[Let's say you own 10 guns. Any gun control legislation passed will A) probably not affect those guns you own and B) probably just prevent you from purchasing weapons specifically designed to murder large numbers of people (armor-piercing rounds, AK-47s, etc.) Additionally, let's say you live in a rural area, with thinly-spread services like police and animal control, so you really need a gun to live. Your situation bears little to no resemblance to someone who lives within a mile of a million people and 10,000 police officers. In the urban situation, guns are a huge problem because people get them in large quantities and form their own extra-national groups and follow their own laws - they're called gangs.]
1. The only gun I personally own is a .22 for killing the occassional pesky raccoon or sick cat. You would be hard pressed to kill a person with it. But where I live, it just isn't that big a deal. I don't even lock the doors of my house or cars most of the time.
2. If I did live in an area where gang violence was a real concern, that is precisely the situation where I would want the right to carry a gun for personal protection. That just seems like common sense to me.
3. Do you follow the news closely? Are you aware that post-Katrina, federal officials began systematically confiscating guns from law-abiding New Orleans residents? Are you aware of the lawsuits currently pending by those same residents charging that the government's actions left them defenseless and made them victims of crime?
This is not a theoretical issue. The right to self-defense is a fundamental right that all free people should care about.
[Let's say you're gay and just got married in Massachusetts.
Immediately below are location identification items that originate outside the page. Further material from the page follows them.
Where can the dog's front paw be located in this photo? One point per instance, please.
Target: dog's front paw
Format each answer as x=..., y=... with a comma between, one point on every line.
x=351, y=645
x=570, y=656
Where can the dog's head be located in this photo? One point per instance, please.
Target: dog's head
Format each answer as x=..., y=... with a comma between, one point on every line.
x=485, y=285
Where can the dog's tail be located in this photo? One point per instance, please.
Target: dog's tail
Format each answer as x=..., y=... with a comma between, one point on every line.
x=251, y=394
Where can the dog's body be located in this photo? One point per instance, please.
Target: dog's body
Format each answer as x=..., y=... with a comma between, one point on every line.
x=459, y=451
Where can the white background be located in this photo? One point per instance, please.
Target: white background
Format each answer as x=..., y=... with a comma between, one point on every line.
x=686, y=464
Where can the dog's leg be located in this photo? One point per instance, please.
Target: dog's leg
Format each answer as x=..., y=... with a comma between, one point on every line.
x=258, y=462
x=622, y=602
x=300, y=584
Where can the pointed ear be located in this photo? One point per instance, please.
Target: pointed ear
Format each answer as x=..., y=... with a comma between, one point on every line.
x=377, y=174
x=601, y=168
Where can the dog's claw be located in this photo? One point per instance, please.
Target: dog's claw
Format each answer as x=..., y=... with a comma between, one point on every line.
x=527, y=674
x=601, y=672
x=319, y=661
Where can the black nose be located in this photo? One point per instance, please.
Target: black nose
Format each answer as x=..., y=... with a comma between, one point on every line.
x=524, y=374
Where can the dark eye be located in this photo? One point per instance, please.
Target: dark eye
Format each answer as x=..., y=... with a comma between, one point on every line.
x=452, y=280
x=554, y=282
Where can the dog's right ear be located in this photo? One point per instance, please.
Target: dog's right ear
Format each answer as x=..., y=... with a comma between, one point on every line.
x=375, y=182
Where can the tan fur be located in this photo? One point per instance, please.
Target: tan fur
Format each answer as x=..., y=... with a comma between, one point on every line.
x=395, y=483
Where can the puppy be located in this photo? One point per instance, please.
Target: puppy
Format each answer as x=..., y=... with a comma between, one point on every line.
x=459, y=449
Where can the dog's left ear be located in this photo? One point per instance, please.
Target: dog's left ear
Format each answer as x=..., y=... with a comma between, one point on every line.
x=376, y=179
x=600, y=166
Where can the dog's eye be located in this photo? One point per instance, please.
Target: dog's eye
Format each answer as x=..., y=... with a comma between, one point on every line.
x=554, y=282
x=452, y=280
Any 'Defense of Marriage' type law or amendment passed will do the following: negate your health benefits, negate your spousal death benefits, negate your ability to make decisions regarding your spouse's health and care, and many other benefits and advantages of marriage.
Now, let's say you sit on your hands and don't actively hate gay people; you take a wait and see attitude. Well, during that time thousands of LGBT people will have had to expatriate to be with their spouses (they'll move away because pretty much every other 1st world nation provides civil union benefits to gay partners), tens of thousands of gays will be thrown out of their houses, families and jobs because of discrimination, thousands of teenagers will kill themselves because they are attracted to the same sex, and so on.
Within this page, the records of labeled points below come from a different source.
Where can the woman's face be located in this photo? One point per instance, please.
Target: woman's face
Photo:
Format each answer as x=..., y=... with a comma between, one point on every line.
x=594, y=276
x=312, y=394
So you see, on just this one key progressive issue versus your key conservative issue, the stakes are significantly different. If you find us impatient for you to come around, that's because frankly we don't respect bigotry or demagoguery or theocracy. And, honestly, I find it offensive that I am going to have to live part of my life as part of a citizen just because you and your ilk get the heebie-jeebies when you think of me kissing my partner.]
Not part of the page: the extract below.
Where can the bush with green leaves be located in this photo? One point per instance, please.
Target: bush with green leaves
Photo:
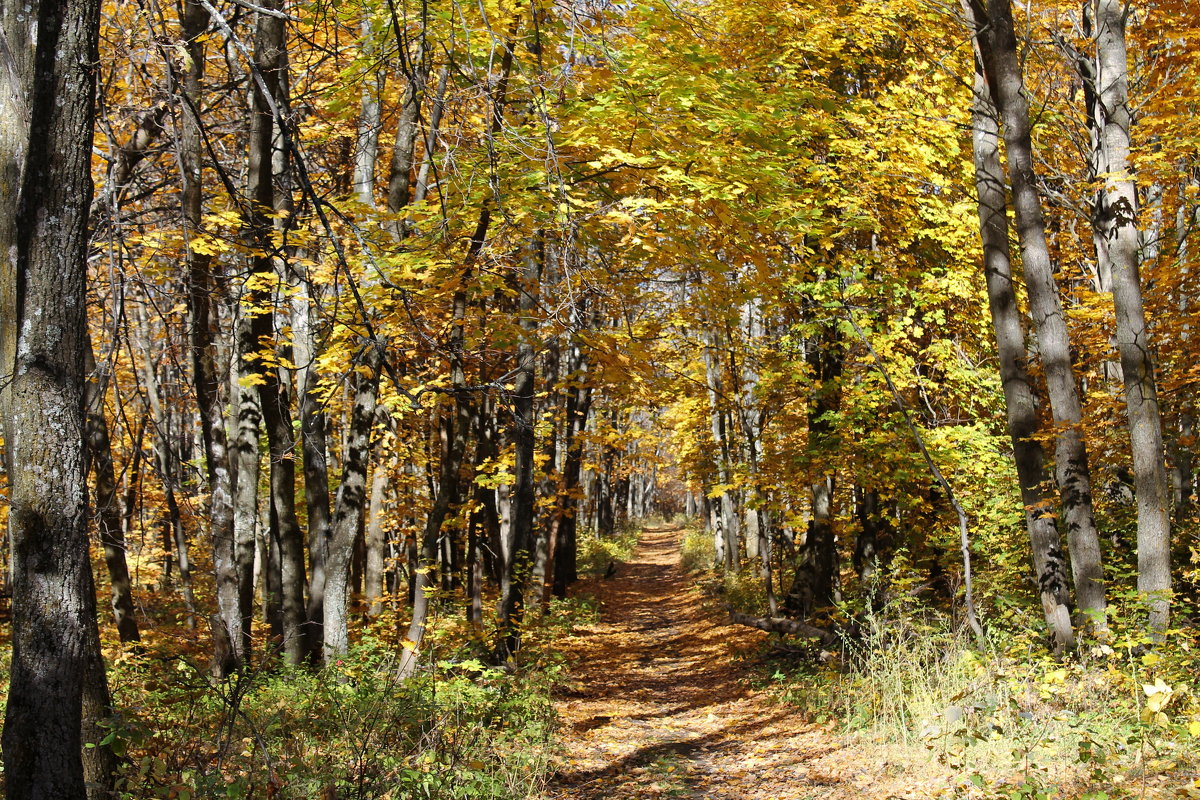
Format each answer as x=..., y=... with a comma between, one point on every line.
x=460, y=731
I'm not real interested in getting into an argument with you about the merits of gay marriage right now. But you have proven my point nicely. Liberals are afraid that the majority of americans won't go along with their public policy agendas, so they try to force them through the courts under the guise of imaginary constitutional rights.
Well, I'm sorry to disapoint you, but the constitution is silent on marriage. You do not have a constitutional right to marry anyone. If you want to change marriage laws, then you are correctly obliged to go through the legislatures of the various states. To force your minority opinion on this matter on a resisting majority is not freedom; it is tyranny.